Week 6 – Feed the Birds

This week I thought I would cover feeding the birds and some of their diets.  Now with nearly 500 hungry beaks to feed we get through an awful lot of food every day and a lot of preparation goes into this.

You can break you feeds down into certain diets – the carnivores (who get chicks, mice, rats & fish), the fruit eaters, seed eaters, and those that take a little bit of everything.  Some of our inhabitants, such as the Rheas, will eat pretty much most things and are great for waste disposal, taking some of the left overs.  Other, like the flamingos, have a much more specialist diet and have to be given food specifically designed for that family or species of bird.

We’ll go through some of the diets and what goes into preparing them.

Fruit – A large proportion of the birds take fruit to a certain degree, from things like the hornbills and touracos whose diet is almost 100% fruit to birds like the pheasants and doves who get fruit as an additional part of their diet.  The keepers have a rota for fruit chopping duty as every day we have to chop an ice cream tub of finely chopped fruit to go on the food dishes of assorted the next day.  We also have 10 food dishes to fill with fruit for the Trumpeter Hornbill, various Touracos and some fruit eating Pigeons.  On top of this a full bucket of fruit is prepared for the cassowarys.  Every morning we also chop additional fruit for the parrots and Rheas.

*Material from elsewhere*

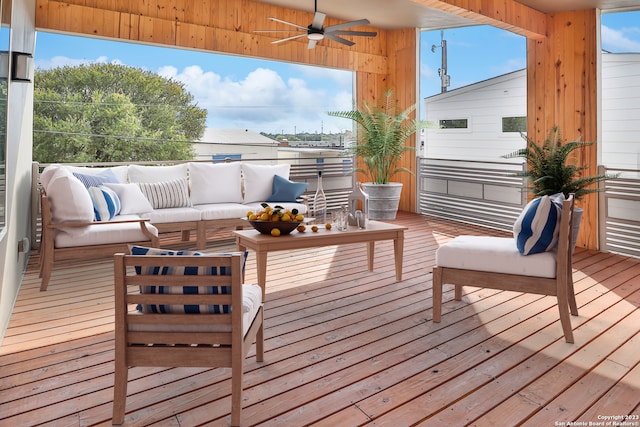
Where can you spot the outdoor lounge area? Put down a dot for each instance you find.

SAM_5409The daily fruit usuage

Apple makes up a large part of the fruit and will be supplemented with tomato, pear, banana, grapes, carrot, lettuce, orange and berries, depending on the time of year.  Some fruits can be harmful so must be avoided (Avocado for parrots is one example). All our fruit is sourced locally

Meat – For most visitors the only feeds you will see the keepers giving will be for the predatory birds.  The Owls, Caracaras & Storks get a variety of day old chicks, mice, rats & occasionally quail or pigeon (not ours!).  These tend to be put out in the afternoon as a lot of the owls don’t feed until dusk and we don’t want meat out all day in the Sun attracting flies.  The Ibis also get chicks but these have to be chopped into small pieces for them to swallow, Rob chops approximately 100 chicks every morning for his 3 species of Ibis and Hammerkop.  These also get a peat mince from a local butcher,The Kookaburra & Frogmouth get mice each day.

In terms of fish, the penguins get Herring and Sprat whilst the Pelicans are given fresh water Roach.  These will be supplemented daily with vitamin tablets to replace anything lost during freezing/defrosting.  The tablets are either placed in the mouth of the fish (mind the teeth) or in the gill

SAM_5501 SAM_5502Penguin food preparation

Occasionally there will be a surprise in with the fish, in the last few months I have had squid, mackrel, jellyfish & even a dogfish in amongst the fish!

Our chicks/mice come from a company who supply a lot of Zoos.  The Roach comes from Turkish waters and the mice from Poland

For those curious as to why we are not allowed to give live fish/chicks/mice it is because Zoo Licencing laws permit us to provide live vertebrate prey.  We are however allowed to provide live insects such as mealworms, crickets & locust.  These are given year round to the Bee-Eaters and waders and during breeding season to a lot of the passerines (jays, starlings, thrushes) as these are great food for chicks

Seed – Corn makes up a large part of many of the birds diets, from Cranes to Swans, Pigeons to Pheasants.  Our corn is locally sourced.  We also use parrot seed (containing sunflower seed, nuts, dried fruit), budgie seed and finch seed.  These are supplied by our friends at Ponderosa near Cheltenham http://www.ponderosa-birds.com/

Specialised Diets – Some of our birds have unique dietary requirements and as such have specialised feeds specifically designed for them.  The best example is the Flamingo Diet which helps give the birds that lovely pink colour.  They will eat corn and bread but they don’t contain the pigment required for pinkness!

The Lorikeets are given a nectar powder as we are unable to give them a constant supply of flowers from which to drink.

The softbills (starlings etc) are given bogena, a brown granular product made from whole and crushed berries (e.g. juniper, mountain ash and elderberry), dried insects, freshwater shrimps and crushed seeds.  This is ideal for birds that would normally eat fruit and insects.

For our waders (Avocets/Plovers) we give them our own blend of meat mix – a combination of mince meat, blended dog biscuit, boiled egg and grated carrot.

To supplement the diets we sprinkle vitamin powder of the feeds.  We also worm in this fashion.